И мне опять вспомнился Булат Окуджава: «Мы не будем этой темени бояться…»
В мае 1990 года, когда я расставался со Стокгольмом, чтобы направиться в Прагу, Харальд Хамрин, ведущий репортер одной из двух крупнейших дневных газет Швеции, пожелал взять у меня прощальное интервью. Один из его вопросов был о том, какое из мест, которые довелось посетить в странствиях по Швеции, мне запомнилось больше других. Я сказал ему: «Болнес» – и увидел недоумение в его взгляде. Пришлось объясняться. Оправдываться.
Конечно же я влюблен в Стокгольм с его прочно утвердившейся репутацией «Северной Венеции». И вечно соперничающий со столицей Гётеборг всегда манит к себе. Да и Даларна с ее Рэтвиком, «сердцем льна», по словам одного из шведских королей. Мура с домом Цорна и Бурленга с Вазастугой, где в XVI веке началось освобождение Швеции от датского ига….

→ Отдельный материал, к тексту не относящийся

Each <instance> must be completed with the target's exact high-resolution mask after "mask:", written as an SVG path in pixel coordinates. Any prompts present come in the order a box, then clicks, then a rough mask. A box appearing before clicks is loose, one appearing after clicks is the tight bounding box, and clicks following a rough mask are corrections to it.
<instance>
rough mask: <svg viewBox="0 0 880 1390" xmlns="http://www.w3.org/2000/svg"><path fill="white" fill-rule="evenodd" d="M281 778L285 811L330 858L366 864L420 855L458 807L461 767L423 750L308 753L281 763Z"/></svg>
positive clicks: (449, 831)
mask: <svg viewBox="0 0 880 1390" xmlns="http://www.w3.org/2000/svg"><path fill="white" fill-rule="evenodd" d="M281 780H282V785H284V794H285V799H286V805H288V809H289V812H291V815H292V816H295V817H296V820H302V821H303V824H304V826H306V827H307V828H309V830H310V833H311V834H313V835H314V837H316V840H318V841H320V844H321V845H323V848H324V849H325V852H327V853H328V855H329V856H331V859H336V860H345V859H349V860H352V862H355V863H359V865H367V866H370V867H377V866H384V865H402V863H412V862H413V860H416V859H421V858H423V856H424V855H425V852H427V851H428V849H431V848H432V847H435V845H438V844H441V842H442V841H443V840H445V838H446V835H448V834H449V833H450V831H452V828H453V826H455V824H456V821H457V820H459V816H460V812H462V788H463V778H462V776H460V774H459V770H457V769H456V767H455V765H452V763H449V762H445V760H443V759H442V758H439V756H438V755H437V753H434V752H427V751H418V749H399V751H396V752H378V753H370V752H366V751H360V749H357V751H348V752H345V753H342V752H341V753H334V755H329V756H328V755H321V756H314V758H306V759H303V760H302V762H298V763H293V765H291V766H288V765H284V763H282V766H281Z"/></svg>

Почему же Болнес? Собственно, даже не сам Болнес, чудесный и очень шведский городок, произвел это впечатление, а маленькая деревушка, почти хутор, недалеко от него, где находился летний дом нашей гостеприимной хозяйки – члена парламента от крестьянской партии. В доме том вместе со своими бабушкой и дедушкой проживали ее внуки, два мальчика лет пяти и семи и девочка чуть постарше. Ее звали Лиза, точно так же, как ее ровесницу в фильме «Дети из Бюленбю» по повести Астрид Линдгрен, который мы, так случилось, посмотрели незадолго до поездки в лен Евле. Дело было в середине лета. Деревушка, окруженная живописными холмами и ласковым лесом, утопала в зелени и тоже была похожа на тот бю, хуторок, который фигурировал в фильме. Маленьких, тоже типично шведских «красных домиков», из которых селение состояло, было почти не видно, и только неутомимо звенели детские голоса, приглашая нас то в сад полюбоваться созревающей малиной, то на огород нарвать огурцов, то на какие-то им одним ведомые тропы, где обязательно встретишь оленя… Андреас то и дело ревниво спрашивал меня: «Лиза правду говорит, что ты ее друг?»